In un’accorata intervista al “Corriere della Sera“, il figlio di Pino Daniele, Alessandro Daniele ricorda il padre in occasione della presentazione della nuova biografia dell’artista:
“Papà è nato nei quartieri popolari di Napoli, ha avuto una famiglia con numerosi problemi, è stato allevato da due vicine di casa benestanti, ha rischiato di restare per sempre sulla strada. Nonno Gennaro era malato di azzardo. Sperperava soldi, trattava male sua moglie e anche i suoi figli. Eppure papà non lo ha mai abbandonato e anche quando si è ammalato ha voluto fargli sentire il calore di una famiglia intorno. Diceva che lui l’odio lo aveva conosciuto davvero e non voleva averlo intorno a sé, in nessuna forma. Parlava napoletano, da ragazzo faceva fatica ad esprimersi in un italiano corretto. E dunque, sì, si è sentito escluso nel momento in cui ha deciso di fare musica”.
E poi fa una confidenza:
“Ci vedeva pochissimo, aveva delle cicatrici sul fondo oculare che gli tagliavano la visuale. Nel 1974, proprio per questo problema alla vista, venne esonerato dal servizio di leva che all’epoca era obbligatorio. Si spiega così il suo caratteristico sguardo leggermente di traverso. Vedeva male, ma non si è arreso, anzi, questo disturbo ha affinato il suo senso musicale, perché ha imparato a esprimersi attraverso le note e le parole”.

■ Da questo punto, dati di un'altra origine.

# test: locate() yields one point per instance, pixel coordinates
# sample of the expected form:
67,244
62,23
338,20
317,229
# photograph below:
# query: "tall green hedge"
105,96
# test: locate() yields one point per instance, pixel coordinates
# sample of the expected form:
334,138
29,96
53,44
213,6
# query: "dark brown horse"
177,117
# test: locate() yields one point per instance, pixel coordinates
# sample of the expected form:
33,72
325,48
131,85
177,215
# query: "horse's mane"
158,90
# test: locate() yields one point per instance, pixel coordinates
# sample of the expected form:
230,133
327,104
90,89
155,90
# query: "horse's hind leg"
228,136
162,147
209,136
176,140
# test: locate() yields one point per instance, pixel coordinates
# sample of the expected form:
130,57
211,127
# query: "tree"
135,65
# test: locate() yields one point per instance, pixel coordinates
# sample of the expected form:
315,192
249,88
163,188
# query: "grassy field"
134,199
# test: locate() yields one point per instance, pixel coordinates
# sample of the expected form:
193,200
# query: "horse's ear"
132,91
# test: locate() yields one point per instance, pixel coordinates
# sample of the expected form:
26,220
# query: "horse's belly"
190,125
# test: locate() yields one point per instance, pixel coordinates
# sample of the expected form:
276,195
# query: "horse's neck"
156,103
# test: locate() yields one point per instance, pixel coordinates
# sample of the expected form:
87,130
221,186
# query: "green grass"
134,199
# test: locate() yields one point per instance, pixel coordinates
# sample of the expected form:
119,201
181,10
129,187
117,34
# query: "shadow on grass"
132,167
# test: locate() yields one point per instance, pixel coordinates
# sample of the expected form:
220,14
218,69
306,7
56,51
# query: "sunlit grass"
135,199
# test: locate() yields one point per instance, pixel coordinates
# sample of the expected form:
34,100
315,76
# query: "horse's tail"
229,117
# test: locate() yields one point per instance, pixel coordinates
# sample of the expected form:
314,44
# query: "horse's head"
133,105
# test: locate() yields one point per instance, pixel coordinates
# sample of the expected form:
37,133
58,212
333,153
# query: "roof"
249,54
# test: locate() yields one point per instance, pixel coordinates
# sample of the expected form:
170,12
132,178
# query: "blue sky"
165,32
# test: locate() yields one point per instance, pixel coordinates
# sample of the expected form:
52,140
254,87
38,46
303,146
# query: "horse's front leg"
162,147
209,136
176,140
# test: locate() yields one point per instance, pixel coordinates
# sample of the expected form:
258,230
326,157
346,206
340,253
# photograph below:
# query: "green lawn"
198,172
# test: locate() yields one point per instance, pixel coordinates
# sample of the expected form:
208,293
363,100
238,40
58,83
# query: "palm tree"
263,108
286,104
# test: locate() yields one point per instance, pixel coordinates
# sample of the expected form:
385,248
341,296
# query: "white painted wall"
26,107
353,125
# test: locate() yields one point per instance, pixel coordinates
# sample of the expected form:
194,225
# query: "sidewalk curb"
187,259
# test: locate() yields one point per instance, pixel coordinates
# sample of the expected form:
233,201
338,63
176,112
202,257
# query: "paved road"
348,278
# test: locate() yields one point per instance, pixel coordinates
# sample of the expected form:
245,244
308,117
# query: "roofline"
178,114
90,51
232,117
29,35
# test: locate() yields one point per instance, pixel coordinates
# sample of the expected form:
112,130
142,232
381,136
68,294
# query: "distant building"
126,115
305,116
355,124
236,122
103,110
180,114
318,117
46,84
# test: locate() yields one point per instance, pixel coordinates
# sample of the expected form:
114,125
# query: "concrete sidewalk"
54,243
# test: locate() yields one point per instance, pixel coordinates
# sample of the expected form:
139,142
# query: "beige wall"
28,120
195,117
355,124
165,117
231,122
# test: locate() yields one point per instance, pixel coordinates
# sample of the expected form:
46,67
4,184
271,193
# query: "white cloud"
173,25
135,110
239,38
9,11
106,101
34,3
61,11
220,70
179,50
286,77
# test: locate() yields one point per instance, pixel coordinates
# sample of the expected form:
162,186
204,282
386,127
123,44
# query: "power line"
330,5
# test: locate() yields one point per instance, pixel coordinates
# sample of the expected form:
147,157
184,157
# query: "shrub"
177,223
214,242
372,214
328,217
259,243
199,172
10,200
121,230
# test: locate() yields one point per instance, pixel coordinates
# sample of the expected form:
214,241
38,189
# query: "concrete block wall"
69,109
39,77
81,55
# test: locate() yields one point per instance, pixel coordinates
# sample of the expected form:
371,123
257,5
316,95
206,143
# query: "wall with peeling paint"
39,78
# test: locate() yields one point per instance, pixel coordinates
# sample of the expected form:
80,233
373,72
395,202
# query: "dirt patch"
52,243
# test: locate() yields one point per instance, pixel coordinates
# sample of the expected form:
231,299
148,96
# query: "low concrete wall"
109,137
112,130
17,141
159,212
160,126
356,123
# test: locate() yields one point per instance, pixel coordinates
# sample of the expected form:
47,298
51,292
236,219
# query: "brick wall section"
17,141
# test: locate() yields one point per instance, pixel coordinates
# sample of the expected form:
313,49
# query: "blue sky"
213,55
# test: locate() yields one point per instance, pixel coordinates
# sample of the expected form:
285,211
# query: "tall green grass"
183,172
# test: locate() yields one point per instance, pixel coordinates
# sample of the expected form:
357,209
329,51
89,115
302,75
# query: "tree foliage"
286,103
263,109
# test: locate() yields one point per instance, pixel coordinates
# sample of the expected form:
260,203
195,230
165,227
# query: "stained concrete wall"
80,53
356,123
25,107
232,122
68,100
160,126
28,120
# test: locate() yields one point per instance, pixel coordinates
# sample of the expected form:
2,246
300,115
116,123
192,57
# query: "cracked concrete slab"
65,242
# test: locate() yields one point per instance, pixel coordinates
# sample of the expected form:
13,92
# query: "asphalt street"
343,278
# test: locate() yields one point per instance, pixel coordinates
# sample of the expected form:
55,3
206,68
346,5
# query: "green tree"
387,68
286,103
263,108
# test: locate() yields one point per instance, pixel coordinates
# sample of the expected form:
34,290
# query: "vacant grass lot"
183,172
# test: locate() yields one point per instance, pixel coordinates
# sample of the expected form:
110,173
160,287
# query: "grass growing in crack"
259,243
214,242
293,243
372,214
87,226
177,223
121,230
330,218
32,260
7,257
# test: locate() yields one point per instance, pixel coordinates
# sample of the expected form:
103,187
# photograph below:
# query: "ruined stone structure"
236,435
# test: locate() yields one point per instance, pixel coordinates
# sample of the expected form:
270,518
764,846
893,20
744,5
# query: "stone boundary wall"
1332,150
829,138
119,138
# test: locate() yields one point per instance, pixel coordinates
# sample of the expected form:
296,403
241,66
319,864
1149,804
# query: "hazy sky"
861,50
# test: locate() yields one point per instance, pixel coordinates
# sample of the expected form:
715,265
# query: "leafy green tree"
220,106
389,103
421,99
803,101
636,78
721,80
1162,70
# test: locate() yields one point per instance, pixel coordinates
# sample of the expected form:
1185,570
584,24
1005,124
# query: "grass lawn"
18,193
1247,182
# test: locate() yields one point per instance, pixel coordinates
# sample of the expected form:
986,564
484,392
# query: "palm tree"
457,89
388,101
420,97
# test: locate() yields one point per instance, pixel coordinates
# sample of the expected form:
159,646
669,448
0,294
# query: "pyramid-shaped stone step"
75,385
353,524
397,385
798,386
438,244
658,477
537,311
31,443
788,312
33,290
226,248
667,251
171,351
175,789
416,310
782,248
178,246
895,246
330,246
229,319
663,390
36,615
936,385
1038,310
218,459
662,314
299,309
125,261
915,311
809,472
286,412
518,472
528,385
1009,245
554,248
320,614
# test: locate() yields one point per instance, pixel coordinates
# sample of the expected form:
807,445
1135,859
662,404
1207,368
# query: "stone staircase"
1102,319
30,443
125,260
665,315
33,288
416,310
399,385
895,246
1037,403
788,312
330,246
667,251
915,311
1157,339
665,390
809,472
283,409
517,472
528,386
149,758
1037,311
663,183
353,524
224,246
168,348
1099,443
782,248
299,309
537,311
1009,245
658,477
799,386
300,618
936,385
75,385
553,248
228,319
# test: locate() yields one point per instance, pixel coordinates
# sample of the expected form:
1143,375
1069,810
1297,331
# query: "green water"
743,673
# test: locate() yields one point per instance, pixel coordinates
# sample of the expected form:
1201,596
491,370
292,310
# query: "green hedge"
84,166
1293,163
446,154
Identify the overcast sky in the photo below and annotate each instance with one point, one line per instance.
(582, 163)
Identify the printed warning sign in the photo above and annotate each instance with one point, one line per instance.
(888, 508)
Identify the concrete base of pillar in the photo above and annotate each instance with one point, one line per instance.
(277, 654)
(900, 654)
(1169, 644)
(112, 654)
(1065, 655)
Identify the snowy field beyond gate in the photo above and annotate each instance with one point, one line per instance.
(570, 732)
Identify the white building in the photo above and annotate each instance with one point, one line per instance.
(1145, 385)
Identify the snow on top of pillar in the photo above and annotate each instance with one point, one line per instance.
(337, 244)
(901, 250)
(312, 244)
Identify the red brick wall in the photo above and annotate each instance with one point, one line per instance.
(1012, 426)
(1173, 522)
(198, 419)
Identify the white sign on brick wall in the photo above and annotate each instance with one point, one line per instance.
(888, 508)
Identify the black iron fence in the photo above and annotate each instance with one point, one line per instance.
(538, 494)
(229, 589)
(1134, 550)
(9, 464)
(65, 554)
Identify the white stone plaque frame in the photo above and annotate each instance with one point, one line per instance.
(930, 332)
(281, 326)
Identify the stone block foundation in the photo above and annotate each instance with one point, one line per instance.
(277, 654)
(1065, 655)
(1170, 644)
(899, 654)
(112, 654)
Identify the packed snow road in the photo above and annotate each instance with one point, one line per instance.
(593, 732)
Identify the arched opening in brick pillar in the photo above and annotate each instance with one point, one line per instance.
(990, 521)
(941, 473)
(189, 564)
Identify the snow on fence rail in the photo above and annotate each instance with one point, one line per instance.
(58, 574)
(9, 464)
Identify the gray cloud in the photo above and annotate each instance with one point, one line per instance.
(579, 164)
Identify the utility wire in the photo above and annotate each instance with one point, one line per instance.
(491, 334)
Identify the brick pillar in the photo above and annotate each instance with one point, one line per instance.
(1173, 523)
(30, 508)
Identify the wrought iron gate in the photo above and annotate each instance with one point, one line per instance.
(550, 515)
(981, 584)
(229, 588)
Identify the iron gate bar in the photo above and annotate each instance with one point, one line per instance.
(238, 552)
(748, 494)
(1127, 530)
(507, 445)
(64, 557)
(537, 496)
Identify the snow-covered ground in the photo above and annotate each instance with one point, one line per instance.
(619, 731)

Poi arrivarono anche i problemi cardiaci:
“Mio padre era un miracolo in movimento. Pensi che ad un certo punto della sua vita aveva una vena sola che portava il sangue al cuore. I medici gli dissero che non avrebbe più fatto concerti, ma lui riuscì a ribaltare questa perizia. Le sue canzoni erano troppo importanti”.